Поскольку МСГ действуют через связывание с рецептором МК4Р, мутации в гене MC4R также вызывают нарушения липидного обмена. Первые мутации в MC4R в гетерозиготном состоянии c доминантным типом наследования были выявлены в 1998 г. в форме делеции 4 нуклеотидов СТСТ у отца и дочери [46] и вставки TTGA у женщины с ожирением [47]. Позднее в семьях с частым морбидным ожирением идентифицировано 7 мутаций в MC4R в гомозиготном состоянии. Среди них делеция двух нуклеотидов 750delGA, вызывающая сдвиг рамки считывания [48], полная делеция гена MC4R, нонсенс мутация Y287X и серия миссенс-мутаций [49]. Эффективные мутации в гомозиготном состоянии блокируют экспрессию MC4R, ликвидируют рецептор меланокортинов в гипоталамусе и вызывают тяжелое ожирение.

Более легкие нарушения развиваются у носителей мутаций в MC4R в гетерозиготном состоянии. Они равномерно распределяются в нуклеотидной последовательности MC4R и охватывают практически всю первичную структуру кодируемого белка [49, 50]. Нонсенс-мутации и сдвиги рамки считывания, как известно, блокируют экспрессию гена и ликвидируют рецептор. Более разнообразные эффекты проявляют миссенс-мутации. Они могут не оказывать заметного влияния на экспрессию гена, но тормозят эффективный процессинг синтезируемого белка и его встраивание в липидную мембрану, что создает дефицит рецептора МК4Р и снижает проведение гормональных сигналов меланокортинов [51], синтез которых в гипоталамусе активируется лептином.

Среди большого количества мутаций в гене MC4R [49, 50] у взрослых пациентов с ожирением идентифицирована замена S127L в гетерозиготном состоянии в третьем трансмембранном домене рецептора, замещающая короткий гидрофильный остаток Ser на протяженный гидрофобный Leu [51]. Появление гидрофобного Leu должно способствовать встраиванию рецептора в липидную мембрану и не препятствовать выполнению его биологической функции, поскольку мутация S127L не затрагивает внеклеточный домен, связывающийся с меланокортинами, и внутриклеточный домен, взаимодействующий с G-белками и проводящий гормональный сигнал внутрь клетки. Однако мутация S127L в МК4Р ассоциирована у людей с ожирением. Она впервые была представлена в нашем сообщении на 10-м конгрессе Европейской ассоциации нейроэндокринологов в Мюнхене в 2002 г.
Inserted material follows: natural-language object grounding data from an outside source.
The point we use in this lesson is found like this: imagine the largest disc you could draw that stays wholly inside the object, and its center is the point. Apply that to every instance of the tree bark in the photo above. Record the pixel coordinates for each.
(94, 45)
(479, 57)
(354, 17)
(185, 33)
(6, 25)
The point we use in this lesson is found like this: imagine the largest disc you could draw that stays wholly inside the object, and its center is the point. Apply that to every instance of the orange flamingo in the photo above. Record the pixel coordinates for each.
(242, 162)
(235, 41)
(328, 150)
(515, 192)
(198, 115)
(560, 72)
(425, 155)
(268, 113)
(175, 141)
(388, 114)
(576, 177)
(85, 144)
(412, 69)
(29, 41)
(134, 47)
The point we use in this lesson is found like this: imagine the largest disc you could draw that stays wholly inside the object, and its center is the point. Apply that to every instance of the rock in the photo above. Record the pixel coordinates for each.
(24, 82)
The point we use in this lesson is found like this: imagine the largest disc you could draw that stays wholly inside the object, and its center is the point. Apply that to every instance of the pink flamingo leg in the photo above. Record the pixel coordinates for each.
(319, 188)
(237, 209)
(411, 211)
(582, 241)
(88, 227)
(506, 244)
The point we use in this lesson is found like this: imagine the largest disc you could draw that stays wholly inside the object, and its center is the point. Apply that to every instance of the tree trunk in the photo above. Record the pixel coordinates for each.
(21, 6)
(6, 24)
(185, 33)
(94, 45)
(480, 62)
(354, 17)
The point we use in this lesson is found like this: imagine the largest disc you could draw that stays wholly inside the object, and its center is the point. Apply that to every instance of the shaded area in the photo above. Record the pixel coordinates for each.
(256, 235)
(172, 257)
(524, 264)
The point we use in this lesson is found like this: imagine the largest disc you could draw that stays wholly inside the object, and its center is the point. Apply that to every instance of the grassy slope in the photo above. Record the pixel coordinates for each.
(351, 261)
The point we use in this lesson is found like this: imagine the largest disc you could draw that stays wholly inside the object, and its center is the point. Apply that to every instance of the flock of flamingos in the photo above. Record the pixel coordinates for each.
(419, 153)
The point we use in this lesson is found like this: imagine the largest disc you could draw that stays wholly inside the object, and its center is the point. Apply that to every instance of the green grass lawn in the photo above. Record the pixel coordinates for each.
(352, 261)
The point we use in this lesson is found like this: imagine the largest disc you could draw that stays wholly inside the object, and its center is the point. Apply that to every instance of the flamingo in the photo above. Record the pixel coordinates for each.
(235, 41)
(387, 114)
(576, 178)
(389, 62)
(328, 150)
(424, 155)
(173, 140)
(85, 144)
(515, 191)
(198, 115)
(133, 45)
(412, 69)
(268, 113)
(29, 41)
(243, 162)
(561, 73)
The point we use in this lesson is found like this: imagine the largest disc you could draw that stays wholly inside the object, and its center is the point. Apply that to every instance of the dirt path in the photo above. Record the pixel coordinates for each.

Несколько лет спустя появляются описания той же мутации у пациентов с ожирением из других регионов мира [37]. Это показывает, что мутации в MC4R довольно распространены в популяции. Замена S127C не нарушает ни экспрессию гена MC4R, ни фолдинг и встраивание кодируемого белка в липидную мембрану, но значительно снижает способность рецептора увеличивать продукцию цАМФ после связывания с α-МСГ [51]. По оценкам некоторых исследователей [49, 51], мутации в MC4R как причина ожирения выявляются у 6% обследованных пациентов с тяжелыми нарушениями липидного обмена.

Среди характеристик ожирения, вызываемого дефицитом МК4Р, следует отметить доминантный тип наследования, отсутствие задержки рост?